Thune led the Senate’s effort to repeal the death tax while Congress considered the Tax Cuts and Jobs Act (TCJA) in 2017. Although the final version of the TCJA did not repeal the death tax, the law doubled the individual estate and gift tax exclusion to $10 million ($11.7 million in 2021 dollars) through 2025, which will prevent more families from being affected by this tax.
In addition to Thune, McConnell, and Crapo, the bill is cosponsored by U.S. Sens. John Barrasso (R-Wyo.), Marsha Blackburn (R-Tenn.), Roy Blunt (R-Mo.), John Boozman (R-Ark.), John Cornyn (R-Texas), Tom Cotton (R-Ark.), Kevin Cramer (R-N.D.), Ted Cruz (R-Texas), Steve Daines (R-Mont.), Joni Ernst (R-Iowa), Deb Fischer (R-Neb.), Chuck Grassley (R-Iowa), John Hoeven (R-N.D.), James Inhofe (R-Okla.), John Kennedy (R-La.), Roger Marshall (R-Kan.), Jerry Moran (R-Kan.), Jim Risch (R-Idaho), Mike Rounds (R-S.D.), Marco Rubio (R-Fla.), Rick Scott (F-Fla.), Richard Shelby (R-Ala.), and Roger Wicker (R-Miss.).
Thune’s bill is supported by the American Farm Bureau Federation, the National Cattleman’s Beef Association, NFIB, the National Association of Manufacturers, the Family Business Coalition, the Family Business Estate Tax Coalition, the Policy and Taxation Group, the Associated General Contractors of America, the National Taxpayers Union, and many others.
Companion legislation was introduced in the U.S. House Representatives by Rep. Jason Smith (R-Mo.).
“The estate tax disproportionately harms cattle producers because with few options to pay off tax liabilities, many farm and ranch families are forced to make tough choices at the time of death – and in worst case scenarios, must sell off land to meet their federal tax burden,” said National Cattlemen’s Beef Association President Jerry Bohn.
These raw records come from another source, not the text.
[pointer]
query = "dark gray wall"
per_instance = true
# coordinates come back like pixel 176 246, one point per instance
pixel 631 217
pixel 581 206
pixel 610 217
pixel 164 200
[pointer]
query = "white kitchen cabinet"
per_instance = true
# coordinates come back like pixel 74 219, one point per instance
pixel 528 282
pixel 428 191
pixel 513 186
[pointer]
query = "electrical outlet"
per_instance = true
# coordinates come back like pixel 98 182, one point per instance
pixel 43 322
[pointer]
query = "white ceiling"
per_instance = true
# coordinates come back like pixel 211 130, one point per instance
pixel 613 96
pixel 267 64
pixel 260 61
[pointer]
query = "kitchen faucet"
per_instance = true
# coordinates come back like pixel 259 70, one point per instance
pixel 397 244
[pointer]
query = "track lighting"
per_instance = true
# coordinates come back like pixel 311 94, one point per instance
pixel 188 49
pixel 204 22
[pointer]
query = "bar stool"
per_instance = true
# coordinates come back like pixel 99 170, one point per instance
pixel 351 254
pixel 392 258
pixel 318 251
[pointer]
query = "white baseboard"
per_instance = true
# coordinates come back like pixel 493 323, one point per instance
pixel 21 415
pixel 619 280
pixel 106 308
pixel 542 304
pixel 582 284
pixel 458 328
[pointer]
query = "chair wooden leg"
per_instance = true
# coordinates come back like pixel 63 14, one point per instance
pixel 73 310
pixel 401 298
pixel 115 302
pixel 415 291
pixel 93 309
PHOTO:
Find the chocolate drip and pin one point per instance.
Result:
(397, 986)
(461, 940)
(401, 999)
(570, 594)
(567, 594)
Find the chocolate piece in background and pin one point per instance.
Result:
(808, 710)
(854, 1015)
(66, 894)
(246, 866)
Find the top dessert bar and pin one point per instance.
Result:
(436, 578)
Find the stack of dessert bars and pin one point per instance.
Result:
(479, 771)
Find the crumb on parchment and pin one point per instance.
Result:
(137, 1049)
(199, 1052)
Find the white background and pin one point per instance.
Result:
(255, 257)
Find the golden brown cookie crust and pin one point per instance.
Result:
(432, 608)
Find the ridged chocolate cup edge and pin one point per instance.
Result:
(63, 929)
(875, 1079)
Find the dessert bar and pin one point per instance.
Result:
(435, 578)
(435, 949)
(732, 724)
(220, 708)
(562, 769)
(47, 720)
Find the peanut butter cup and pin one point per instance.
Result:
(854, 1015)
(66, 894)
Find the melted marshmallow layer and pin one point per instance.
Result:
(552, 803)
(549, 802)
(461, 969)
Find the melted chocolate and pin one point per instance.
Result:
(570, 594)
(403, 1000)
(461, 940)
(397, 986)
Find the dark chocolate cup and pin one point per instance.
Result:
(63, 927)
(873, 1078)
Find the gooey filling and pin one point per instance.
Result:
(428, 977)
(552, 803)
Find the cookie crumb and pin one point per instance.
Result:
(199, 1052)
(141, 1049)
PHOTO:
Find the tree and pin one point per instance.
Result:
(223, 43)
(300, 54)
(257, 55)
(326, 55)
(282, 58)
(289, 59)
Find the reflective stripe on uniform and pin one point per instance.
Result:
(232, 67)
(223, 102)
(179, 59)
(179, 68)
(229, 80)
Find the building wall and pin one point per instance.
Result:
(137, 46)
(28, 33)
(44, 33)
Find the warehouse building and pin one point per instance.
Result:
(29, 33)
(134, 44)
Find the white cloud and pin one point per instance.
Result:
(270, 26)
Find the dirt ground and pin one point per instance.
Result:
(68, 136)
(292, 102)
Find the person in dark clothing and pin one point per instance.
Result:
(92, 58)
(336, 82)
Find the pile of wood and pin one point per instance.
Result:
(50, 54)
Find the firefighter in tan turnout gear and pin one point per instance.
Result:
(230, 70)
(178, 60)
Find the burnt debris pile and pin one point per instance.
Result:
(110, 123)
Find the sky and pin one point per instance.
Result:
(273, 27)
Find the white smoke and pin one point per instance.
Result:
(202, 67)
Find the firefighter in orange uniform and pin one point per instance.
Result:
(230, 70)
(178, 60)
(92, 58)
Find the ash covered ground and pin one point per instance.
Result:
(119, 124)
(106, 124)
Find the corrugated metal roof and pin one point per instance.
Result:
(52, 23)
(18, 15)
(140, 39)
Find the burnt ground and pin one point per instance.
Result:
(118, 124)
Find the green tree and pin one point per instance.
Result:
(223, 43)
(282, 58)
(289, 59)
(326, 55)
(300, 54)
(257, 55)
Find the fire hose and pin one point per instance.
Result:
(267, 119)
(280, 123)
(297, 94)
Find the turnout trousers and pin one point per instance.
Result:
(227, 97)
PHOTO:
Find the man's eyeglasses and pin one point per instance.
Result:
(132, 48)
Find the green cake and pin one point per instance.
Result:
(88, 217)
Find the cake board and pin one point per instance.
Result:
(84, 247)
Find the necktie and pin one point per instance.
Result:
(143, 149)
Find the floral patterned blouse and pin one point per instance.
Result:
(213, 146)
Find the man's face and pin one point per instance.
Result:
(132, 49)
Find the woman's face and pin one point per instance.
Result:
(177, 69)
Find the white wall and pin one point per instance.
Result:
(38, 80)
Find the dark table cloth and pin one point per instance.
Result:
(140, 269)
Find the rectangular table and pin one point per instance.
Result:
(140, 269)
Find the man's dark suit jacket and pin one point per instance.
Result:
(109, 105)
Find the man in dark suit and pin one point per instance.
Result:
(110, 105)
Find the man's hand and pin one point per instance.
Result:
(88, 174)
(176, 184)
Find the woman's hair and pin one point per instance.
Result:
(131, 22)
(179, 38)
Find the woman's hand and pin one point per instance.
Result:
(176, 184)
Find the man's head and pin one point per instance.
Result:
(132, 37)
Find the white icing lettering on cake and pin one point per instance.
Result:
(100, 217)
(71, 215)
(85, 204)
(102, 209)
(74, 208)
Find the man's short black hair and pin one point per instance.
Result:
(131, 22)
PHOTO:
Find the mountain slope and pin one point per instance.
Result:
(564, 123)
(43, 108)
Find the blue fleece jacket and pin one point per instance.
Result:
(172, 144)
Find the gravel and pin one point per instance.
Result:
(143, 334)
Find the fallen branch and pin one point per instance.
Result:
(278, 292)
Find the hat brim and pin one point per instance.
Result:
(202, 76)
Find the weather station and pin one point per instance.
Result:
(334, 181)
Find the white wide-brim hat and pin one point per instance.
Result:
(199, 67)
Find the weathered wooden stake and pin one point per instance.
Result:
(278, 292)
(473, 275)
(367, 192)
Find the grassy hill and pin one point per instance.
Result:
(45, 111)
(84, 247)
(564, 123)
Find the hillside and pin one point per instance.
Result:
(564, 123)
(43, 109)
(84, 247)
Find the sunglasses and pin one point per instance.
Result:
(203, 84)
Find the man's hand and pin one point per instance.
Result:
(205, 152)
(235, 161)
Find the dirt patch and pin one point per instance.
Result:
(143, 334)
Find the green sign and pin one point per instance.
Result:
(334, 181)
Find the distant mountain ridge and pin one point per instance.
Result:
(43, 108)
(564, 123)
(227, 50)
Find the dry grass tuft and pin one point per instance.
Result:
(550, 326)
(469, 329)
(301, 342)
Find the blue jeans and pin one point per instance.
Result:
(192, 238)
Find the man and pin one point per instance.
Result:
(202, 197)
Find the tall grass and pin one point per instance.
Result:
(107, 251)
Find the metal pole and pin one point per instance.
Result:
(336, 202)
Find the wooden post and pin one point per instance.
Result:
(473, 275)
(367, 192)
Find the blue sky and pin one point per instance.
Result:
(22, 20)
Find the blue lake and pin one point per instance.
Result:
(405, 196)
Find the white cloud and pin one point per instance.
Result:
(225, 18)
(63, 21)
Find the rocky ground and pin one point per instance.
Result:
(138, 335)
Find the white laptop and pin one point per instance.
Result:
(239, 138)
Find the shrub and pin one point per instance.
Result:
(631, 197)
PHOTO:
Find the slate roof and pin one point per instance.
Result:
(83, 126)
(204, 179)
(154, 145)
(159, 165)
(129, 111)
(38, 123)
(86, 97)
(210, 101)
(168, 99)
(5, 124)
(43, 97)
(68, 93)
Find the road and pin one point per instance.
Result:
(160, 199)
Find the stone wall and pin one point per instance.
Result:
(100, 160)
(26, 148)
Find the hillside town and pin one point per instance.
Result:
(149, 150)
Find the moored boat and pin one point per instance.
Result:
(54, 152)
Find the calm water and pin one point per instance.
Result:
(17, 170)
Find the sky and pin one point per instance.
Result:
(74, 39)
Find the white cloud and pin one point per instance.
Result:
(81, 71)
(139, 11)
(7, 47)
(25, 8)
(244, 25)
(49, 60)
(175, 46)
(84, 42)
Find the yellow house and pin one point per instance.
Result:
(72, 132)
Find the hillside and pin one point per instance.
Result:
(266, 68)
NCBA says an estimated 2,000 acres of agricultural land is paved over, fragmented, or converted to uses that compromise agriculture each day in the United States. With more than 40 percent of farmland expected to transition in the next two decades, Congress must prioritize policies that support land transfers to the next generation of farmers and ranchers. Most farm estate values can be attributed to non-liquid assets such as the fair market value of land, livestock, and equipment.
“As small business owners, environmental stewards, and the economic backbone of rural communities across the country, U.S. cattle producers understand and appreciate the role of taxes in maintaining and improving our nation. However, they also believe that the most effective tax code is an equitable one. For this reason, NCBA ardently supports the Death Tax Repeal Act of 2021,” Bohn said.
“Farmers and ranchers already face unpredictable challenges beyond our control yet persevere to protect our nation’s supply of food, fiber and renewable fuel. The tax code should encourage farm business growth, not add to uncertainty,” said American Farm Bureau Federation President Zippy Duvall. “Eliminating the estate tax removes another barrier to entry for sons and daughters or other beginning farmers to carry-on our agricultural legacy and make farming more accessible to all. We appreciate Senator Thune and Representatives Smith and Bishop for introducing their bills and look forward to working with them to get this important legislation passed.”
AFBF says if the estate tax is not eliminated, instead of spending money to improve their operations, farmers and ranchers, along with all small businesses, will be forced to continue to divert resources to pay for estate planning to account for a shifting and unpredictable tax code.